By staggering your purchases over three months, you have cut your losses almost in half to 10.4%. When the price rises, you will buy fewer shares but the value of your existing investment will also rise. Over time, dollar cost average will deliver a higher return.
Balancing Asset Allocation By regularly balancing your asset allocation as part of your dollar cost averaging strategy, you can further offset downside risk while increasing returns. Your mix of equities and bonds will be determined by your age and risk profile. Younger investors may also have a higher percentage of alternative investments while older investors prefer to have more cash or liquid securities on hand. Decide on your optimal mix of stocks and bonds.
Let’s say you are 60% stocks and 40% bonds. If bracing for another wild year in 2016, even growth investors should consider a higher weighting in bonds. Fixed income investments act as a cushion. Bonds tend to move in the opposite direction of stocks, helping to mitigate any lost value in the event of a stock pullback, or worse, a bear market.
When making your monthly contribution, balance out your asset allocation based on market performance. If bonds are performing better than equity, invest a higher amount in stocks to maintain your 60/40 split. Portfolio rebalancing can lower the risk of losses.
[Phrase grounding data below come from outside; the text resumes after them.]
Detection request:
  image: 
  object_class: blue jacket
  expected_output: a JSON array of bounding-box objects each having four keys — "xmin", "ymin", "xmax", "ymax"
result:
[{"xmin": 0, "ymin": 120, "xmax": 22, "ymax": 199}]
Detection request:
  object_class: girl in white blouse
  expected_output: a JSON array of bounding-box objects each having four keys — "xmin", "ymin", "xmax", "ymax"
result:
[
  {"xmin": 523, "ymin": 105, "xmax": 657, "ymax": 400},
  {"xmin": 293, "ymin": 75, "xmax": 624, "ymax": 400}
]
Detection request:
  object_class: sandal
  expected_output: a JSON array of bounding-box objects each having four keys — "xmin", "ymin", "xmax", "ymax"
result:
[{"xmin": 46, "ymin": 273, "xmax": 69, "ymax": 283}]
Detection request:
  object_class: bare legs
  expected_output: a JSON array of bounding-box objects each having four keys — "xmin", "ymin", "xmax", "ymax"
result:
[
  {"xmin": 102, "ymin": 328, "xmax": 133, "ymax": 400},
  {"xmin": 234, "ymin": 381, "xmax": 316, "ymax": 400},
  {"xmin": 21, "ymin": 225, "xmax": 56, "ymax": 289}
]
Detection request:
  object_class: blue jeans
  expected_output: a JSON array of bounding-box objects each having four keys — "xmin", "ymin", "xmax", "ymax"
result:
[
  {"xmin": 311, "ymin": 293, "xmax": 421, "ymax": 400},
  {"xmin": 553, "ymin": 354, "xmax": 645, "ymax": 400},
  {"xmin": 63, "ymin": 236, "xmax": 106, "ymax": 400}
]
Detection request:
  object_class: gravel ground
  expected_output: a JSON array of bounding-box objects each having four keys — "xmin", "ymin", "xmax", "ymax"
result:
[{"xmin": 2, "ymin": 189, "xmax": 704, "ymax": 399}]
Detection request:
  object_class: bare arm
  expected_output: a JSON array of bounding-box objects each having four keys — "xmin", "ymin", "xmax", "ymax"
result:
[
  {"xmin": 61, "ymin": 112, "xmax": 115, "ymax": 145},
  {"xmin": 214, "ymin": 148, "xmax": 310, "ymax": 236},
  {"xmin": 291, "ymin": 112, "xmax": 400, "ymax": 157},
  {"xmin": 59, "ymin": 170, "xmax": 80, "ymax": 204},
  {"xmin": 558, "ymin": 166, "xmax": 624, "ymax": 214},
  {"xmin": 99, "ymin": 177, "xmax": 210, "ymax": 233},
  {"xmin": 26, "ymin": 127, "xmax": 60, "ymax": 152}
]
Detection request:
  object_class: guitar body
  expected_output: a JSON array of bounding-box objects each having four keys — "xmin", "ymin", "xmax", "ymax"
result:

Do Not Sweat It! With a prudent dollar cost averaging strategy, you are not going to experience the wild swings in gains and losses of the day trader, so why put yourself through the same level of stress? The money in your investment portfolio should not be money you will need in the next few years.
Instead of watching the market go up and down, research undervalued stocks. If the market does turn down, you will be ready to scoop up some solid companies at a discount. Hold on and enjoy the ride!